Sus amigos huyeron. Uno renegó de Él. Otro lo traicionó. Lo entregaron en manos de Sus enemigos. Debió soportar lo que no fue más que la parodia de un juicio.
Lo clavaron en una cruz entre dos ladrones. Mientras agonizaba, sus verdugos echaron suertes sobre lo único que poseyó en este mundo: Su manto. Cuando ya hubo muerto, lo bajaron y lo enterraron en un sepulcro ajeno gracias a la compasión de un amigo.
Veinte siglos han transcurrido desde entonces, y hoy este hombre es la figura central de la especie humana, la mayor fuente de inspiración y guía divinas. Me quedo corto si digo que todos los ejércitos que han marchado, todas las flotas de guerra que se han construido, todos los parlamentos que han sesionado y todos los reyes que han gobernado, en conjunto, no han ejercido una influencia tan palpable en el devenir del hombre sobre la Tierra como esa figura singular: Jesús.
¿Por qué murió?
¿Qué razón pudo tener el Rey de reyes, el Señor del universo, Dios encarnado, para dejarse atrapar y permitir que lo acusaran falsamente, que lo juzgaran, lo condenaran, lo azotaran, lo desnudaran y lo clavaran a una cruz como a un delincuente común? La respuesta es clara: ¡el amor que sentía por nosotros!
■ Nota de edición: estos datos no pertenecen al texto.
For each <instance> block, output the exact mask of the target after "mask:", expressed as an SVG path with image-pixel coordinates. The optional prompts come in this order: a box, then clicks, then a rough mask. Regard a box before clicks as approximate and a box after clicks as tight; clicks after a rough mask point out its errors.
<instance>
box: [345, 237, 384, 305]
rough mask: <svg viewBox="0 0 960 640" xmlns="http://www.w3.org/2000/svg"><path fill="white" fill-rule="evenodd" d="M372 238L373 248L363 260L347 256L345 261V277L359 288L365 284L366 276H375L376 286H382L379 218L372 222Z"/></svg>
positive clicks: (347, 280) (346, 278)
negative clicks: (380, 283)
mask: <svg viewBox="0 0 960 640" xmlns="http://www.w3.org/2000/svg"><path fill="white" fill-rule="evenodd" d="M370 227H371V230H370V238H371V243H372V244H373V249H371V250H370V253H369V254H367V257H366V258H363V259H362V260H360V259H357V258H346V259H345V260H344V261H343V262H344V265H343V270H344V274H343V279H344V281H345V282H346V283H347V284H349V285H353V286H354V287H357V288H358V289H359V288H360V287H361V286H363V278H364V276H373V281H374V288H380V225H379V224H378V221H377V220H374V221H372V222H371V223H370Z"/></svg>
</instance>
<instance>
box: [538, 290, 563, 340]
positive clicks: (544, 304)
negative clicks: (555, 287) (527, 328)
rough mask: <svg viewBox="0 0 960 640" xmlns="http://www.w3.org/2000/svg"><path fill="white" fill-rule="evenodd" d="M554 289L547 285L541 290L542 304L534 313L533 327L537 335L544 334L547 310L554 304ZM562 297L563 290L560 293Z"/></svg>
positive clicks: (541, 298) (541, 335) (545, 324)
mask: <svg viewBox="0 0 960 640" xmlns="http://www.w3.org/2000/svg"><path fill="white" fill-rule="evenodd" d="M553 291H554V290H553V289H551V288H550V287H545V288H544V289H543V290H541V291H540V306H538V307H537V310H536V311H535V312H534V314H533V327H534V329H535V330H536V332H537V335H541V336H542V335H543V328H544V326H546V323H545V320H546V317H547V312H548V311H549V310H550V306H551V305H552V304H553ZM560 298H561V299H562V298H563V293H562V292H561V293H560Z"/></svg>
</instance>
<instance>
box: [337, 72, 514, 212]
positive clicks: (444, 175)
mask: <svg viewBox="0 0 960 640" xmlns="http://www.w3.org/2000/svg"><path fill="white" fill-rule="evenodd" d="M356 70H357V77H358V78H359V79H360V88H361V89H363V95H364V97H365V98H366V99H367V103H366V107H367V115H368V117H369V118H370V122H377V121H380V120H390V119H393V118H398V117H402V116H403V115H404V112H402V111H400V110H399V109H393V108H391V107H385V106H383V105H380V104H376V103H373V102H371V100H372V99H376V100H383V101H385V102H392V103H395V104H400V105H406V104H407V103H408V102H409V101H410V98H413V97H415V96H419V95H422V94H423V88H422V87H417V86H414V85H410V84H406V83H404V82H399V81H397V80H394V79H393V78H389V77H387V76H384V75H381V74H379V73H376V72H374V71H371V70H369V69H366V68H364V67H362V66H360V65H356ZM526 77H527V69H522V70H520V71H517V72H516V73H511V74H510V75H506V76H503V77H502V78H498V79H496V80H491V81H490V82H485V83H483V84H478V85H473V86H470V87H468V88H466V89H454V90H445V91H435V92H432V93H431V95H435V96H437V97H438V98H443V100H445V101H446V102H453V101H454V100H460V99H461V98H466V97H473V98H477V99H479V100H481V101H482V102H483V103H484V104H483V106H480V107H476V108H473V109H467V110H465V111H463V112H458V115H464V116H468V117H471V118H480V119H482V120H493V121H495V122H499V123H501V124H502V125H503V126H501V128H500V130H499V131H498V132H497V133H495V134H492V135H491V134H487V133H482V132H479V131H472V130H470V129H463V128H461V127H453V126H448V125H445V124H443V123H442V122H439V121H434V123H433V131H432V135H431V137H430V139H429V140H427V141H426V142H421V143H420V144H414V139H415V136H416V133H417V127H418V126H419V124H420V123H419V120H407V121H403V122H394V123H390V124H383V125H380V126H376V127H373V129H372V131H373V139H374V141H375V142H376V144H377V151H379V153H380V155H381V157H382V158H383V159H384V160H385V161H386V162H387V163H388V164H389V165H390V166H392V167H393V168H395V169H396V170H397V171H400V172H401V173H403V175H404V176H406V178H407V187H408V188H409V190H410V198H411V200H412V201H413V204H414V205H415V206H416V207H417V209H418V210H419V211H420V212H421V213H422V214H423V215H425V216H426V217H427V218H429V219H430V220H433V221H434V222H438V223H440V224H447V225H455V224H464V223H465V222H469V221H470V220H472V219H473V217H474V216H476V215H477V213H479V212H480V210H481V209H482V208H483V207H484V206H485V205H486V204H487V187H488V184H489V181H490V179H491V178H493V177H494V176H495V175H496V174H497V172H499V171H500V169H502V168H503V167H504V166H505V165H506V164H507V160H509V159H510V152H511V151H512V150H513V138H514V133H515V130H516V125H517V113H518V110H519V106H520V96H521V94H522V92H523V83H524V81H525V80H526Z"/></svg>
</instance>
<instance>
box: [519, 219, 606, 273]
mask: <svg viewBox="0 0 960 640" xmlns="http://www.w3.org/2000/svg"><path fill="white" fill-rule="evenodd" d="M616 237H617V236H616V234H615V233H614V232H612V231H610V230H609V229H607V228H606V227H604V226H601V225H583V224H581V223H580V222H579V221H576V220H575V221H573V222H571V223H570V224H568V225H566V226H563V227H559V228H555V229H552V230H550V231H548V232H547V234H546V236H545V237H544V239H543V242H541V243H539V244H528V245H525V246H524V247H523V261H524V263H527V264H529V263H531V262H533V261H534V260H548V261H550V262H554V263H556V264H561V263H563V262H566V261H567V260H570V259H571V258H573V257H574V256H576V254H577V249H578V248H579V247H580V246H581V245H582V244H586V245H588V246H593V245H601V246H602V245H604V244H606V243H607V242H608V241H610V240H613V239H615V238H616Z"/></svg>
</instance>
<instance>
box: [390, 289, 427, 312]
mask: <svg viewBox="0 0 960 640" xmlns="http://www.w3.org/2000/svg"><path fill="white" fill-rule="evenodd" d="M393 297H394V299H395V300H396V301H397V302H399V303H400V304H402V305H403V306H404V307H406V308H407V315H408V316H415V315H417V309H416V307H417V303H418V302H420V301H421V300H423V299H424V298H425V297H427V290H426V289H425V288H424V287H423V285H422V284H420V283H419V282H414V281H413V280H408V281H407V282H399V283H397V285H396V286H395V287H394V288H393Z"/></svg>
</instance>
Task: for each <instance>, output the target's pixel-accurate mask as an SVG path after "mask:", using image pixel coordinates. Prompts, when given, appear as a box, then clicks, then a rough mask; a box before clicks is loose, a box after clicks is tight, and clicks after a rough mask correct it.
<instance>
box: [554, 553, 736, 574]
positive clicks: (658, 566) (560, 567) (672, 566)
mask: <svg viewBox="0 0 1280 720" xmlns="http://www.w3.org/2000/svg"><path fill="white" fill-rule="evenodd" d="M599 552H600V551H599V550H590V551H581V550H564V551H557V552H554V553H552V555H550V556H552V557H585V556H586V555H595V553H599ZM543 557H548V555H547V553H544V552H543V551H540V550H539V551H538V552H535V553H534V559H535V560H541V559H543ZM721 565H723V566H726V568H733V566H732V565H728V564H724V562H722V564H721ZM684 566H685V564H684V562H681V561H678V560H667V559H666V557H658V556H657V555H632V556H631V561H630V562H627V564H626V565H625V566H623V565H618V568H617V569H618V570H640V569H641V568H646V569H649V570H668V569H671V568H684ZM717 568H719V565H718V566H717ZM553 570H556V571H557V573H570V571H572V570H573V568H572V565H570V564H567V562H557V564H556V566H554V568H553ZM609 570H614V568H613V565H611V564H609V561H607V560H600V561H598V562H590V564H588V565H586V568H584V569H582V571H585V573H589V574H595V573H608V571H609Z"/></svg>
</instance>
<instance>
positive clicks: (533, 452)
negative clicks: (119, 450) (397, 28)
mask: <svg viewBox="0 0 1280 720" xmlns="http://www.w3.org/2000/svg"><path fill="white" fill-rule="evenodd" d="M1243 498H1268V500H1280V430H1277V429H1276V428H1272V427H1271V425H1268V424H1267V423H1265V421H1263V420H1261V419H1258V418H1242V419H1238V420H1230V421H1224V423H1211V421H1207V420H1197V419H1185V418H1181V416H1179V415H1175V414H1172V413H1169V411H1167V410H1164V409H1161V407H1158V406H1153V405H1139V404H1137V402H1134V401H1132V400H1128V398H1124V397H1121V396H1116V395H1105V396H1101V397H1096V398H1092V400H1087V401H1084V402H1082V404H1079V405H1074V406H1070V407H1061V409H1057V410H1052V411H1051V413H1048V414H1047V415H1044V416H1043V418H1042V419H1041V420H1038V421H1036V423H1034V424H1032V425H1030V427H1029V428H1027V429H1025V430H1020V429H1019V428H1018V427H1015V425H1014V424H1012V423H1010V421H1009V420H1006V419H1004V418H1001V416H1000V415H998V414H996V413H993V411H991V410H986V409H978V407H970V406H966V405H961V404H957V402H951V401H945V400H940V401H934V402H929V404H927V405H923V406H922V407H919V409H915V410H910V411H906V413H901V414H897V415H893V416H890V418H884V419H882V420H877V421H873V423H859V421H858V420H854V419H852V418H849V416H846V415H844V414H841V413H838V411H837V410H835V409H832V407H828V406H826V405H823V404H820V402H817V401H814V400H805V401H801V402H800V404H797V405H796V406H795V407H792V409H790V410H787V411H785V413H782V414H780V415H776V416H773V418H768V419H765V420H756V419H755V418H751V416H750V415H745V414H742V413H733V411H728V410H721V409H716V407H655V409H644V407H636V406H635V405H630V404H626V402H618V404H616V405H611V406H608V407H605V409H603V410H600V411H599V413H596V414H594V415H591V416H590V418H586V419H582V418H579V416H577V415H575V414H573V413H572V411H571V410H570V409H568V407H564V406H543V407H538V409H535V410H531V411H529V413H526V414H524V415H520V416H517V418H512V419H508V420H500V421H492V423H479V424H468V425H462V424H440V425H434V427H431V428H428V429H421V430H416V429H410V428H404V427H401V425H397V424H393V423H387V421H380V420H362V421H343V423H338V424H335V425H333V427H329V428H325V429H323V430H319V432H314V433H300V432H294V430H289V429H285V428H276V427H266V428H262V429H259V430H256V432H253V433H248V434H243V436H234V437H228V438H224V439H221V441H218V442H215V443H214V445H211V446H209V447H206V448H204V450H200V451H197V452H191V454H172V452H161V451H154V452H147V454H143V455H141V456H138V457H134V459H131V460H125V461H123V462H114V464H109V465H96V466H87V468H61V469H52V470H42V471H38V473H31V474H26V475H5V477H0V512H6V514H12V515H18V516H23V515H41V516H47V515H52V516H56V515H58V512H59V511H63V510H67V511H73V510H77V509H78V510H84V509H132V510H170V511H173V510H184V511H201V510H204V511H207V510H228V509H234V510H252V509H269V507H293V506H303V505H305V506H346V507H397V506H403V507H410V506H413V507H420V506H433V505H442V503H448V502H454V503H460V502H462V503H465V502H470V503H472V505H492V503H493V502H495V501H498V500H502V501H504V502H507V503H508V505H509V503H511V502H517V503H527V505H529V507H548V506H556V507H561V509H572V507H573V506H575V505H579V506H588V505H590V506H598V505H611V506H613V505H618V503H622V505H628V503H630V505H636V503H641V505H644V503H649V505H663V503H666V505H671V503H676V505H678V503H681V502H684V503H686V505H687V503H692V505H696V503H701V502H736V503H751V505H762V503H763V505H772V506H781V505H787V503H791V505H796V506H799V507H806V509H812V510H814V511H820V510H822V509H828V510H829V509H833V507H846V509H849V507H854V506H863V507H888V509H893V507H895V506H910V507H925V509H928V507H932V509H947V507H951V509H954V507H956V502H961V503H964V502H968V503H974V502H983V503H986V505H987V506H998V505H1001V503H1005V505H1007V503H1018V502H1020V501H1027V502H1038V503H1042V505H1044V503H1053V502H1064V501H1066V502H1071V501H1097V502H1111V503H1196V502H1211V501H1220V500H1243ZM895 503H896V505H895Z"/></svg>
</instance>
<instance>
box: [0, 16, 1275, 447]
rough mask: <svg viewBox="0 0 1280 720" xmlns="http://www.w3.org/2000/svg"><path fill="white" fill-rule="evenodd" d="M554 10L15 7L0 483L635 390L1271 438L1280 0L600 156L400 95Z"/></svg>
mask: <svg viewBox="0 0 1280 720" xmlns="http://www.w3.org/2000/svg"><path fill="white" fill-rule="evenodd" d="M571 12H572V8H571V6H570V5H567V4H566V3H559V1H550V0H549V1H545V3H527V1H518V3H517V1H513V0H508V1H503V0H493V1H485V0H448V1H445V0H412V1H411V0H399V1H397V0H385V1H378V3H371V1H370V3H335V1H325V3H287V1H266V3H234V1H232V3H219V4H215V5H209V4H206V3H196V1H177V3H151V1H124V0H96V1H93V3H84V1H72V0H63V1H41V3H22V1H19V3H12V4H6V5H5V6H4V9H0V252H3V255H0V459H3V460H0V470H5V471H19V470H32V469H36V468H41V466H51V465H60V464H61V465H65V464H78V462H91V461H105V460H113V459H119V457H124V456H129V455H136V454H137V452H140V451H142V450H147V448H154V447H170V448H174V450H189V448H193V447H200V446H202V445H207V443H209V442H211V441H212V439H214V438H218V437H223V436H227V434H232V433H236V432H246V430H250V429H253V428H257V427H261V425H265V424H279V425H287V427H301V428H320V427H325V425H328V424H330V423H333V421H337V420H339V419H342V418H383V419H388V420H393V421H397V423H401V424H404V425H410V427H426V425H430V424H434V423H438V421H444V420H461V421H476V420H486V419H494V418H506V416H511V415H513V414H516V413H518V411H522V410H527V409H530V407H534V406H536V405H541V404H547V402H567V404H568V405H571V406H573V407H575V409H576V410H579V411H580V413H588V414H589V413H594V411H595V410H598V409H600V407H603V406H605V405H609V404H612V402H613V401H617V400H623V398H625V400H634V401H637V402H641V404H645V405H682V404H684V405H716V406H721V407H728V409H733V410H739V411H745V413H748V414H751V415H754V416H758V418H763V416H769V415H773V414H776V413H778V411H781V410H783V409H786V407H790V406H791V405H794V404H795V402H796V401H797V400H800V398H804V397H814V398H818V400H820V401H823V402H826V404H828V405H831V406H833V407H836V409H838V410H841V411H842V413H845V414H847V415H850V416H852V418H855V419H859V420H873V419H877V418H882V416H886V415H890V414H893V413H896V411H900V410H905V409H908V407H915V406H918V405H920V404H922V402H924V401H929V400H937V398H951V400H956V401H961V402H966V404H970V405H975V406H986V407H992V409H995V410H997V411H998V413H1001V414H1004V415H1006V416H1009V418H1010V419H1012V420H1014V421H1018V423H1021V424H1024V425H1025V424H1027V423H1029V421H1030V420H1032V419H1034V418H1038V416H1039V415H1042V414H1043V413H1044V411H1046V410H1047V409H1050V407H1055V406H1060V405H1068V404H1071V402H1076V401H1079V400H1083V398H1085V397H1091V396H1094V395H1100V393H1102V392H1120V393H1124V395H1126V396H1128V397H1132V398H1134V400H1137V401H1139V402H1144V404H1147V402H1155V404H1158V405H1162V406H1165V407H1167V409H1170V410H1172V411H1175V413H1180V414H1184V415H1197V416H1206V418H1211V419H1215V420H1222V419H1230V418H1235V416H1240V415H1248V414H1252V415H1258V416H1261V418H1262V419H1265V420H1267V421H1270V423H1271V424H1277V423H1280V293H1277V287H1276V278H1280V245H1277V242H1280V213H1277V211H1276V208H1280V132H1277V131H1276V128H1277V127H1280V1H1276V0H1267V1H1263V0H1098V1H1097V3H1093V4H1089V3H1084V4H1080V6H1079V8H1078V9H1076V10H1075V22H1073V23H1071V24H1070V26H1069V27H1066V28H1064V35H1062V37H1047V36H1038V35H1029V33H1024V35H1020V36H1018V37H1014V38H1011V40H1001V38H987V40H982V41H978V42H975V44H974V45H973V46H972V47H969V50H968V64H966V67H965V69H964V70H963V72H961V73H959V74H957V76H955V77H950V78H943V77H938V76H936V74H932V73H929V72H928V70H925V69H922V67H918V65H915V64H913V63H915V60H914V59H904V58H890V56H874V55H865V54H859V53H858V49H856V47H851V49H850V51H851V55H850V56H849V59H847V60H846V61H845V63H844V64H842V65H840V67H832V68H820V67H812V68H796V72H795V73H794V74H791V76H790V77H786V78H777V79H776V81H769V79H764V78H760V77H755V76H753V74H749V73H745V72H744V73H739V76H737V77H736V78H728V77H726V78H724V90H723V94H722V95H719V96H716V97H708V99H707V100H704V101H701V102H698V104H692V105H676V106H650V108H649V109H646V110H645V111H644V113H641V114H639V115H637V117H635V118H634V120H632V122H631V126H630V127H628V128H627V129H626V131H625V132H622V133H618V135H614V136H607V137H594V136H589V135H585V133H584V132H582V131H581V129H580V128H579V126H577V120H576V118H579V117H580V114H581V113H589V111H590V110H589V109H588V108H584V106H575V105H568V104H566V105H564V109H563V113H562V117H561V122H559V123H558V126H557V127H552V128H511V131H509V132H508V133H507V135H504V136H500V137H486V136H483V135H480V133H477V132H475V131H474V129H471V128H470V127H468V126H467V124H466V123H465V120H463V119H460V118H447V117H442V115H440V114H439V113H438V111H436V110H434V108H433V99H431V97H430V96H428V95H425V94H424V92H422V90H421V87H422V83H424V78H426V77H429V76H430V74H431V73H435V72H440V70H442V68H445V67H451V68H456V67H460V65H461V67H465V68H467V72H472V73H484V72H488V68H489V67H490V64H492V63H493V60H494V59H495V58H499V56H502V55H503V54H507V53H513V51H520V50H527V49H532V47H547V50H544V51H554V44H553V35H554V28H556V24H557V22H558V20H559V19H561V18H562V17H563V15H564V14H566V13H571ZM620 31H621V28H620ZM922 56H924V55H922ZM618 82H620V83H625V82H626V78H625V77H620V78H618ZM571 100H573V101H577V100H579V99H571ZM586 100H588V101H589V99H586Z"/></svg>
Todos sin excepción hemos actuado mal en ocasiones y hemos sido desconsiderados y ásperos en el trato con nuestros semejantes. La Biblia enseña que «todos pecaron y están destituidos de la gloria de Dios» (Romanos 3:23). La consecuencia más negativa de nuestros pecados es que nos separan y nos mantienen alejados de Dios, el cual es absolutamente inmaculado y perfecto. De ahí que para acercarnos a Él, Dios sacrificara a Jesús, Su propio Hijo, quien se ofreció a cargar con nuestros pecados. Jesús asumió entonces el castigo que merecíamos y sufrió la espantosa agonía de la crucifixión. Padeció la muerte de un impío para que por medio de Su sacrificio halláramos perdón y remisión de nuestros pecados.